Während Hexen in Italien im Mittelalter nicht viel zu befürchten hatten, war die Kirche mit Ketzern oder Besessenen weniger zimperlich. Jolanda würde möglicherweise Tage oder Wochen verhört; ihr blühte Exorzismus, bliebe sie in der Stadt. Pater Matteo war überzeugt davon, Jolanda sei von einem Dämon besessen. Er wartete nur noch auf eine Depesche aus Rom. Papst Alexander VI. sollte dem Exorzismus zustimmen. Er hätte auch den zuständigen Kardinal um Erlaubnis fragen können. Matteo war ein guter Bekannter der Familie Borgia, deren Oberhaupt der Papst war.
»Steve kommt und holt mich. Dann bekommst du deine liebe Frau zurück«, sagte Julia, die immer noch Adamos Hand hielt.
Steve hörte die Worte und spürte die Hand der Frau, die er nur als Jolanda kannte. Er spürte eine unglaublich starke Wärme, die angenehm aus seinem Herzen kam. Sein Körper prickelte bis in die Fingerspitzen, doch die Worte verhallten und die Bilder verschwanden.

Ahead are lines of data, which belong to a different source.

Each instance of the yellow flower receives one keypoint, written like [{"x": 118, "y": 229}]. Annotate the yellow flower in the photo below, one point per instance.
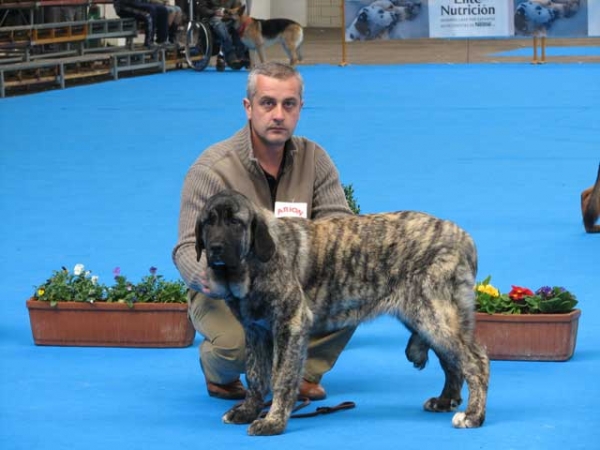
[{"x": 488, "y": 289}]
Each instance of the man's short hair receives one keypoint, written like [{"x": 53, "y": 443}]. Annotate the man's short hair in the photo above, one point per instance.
[{"x": 272, "y": 69}]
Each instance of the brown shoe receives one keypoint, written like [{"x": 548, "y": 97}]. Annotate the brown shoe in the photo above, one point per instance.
[
  {"x": 312, "y": 391},
  {"x": 230, "y": 391}
]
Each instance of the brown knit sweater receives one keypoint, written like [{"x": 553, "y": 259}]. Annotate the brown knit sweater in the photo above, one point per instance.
[{"x": 308, "y": 176}]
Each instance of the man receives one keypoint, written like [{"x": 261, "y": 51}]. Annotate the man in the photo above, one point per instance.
[
  {"x": 154, "y": 16},
  {"x": 266, "y": 162},
  {"x": 231, "y": 44}
]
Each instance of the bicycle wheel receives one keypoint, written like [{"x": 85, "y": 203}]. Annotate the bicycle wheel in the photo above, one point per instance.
[{"x": 198, "y": 45}]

Als er die Augen öffnete, war er wieder in seiner Münchner Wohnung. Die ersten Sonnenstrahlen kamen durch sein Fenster. Er lag in seinem Bett und konnte sich kaum bewegen.
Seit drei Nächten träumte er von diesem Ort, an dem er nie gewesen war. Von Menschen, die er nicht kannte. Dennoch empfand er eine starke Bindung zu der Frau, die anscheinend aus seiner Zeit kam und nicht aus dem 16. Jahrhundert.
Julia … Wer war Julia? Und warum sprach sie aus Jolandas Mund? Dieser Nikolas Falk hatte von Seelenwanderungen gesprochen. Ob er ihm weiterhelfen konnte? Nikolas nannte sich einen Priori.
Durch die Bindung zu Adamo konnte Steve plötzlich gut Latein, wenn auch mit Dialekt. Noch im Liegen schnappte sich Steve sein Smartphone, um diesen Dialekt zu googeln. Schon nach wenigen Minuten fand er eine Popband auf YouTube. Sie bestand aus drei jungen Frauen, die tatsächlich in dem lateinischen Dialekt sangen, den Adamo und Jolanda sprachen. Ladinisch, eine noch immer gesprochene lateinische Variante aus der Südtiroler Gegend. Gänsehaut breitete sich an Steves Nacken aus. So seltsam war es doch für ihn, diese fremde Sprache mit einem Mal zu verstehen. Steves journalistischer Trieb wurde geweckt und versuchte, Verbindungen mit dem Erfahrenen und dem Erlebten zu knüpfen. Nikolas erzählte von den Priori. Das musste so etwas wie Erster, Vorderer, Vorgehender bedeuten. Hatte das was mit einer Religion zu tun? In mehreren Ordensgemeinschaften war ein Prior der Vorsteher eines Klosters. Aber was waren Priori? Antworten, die sich Steve von Nikolas Falk erhoffte.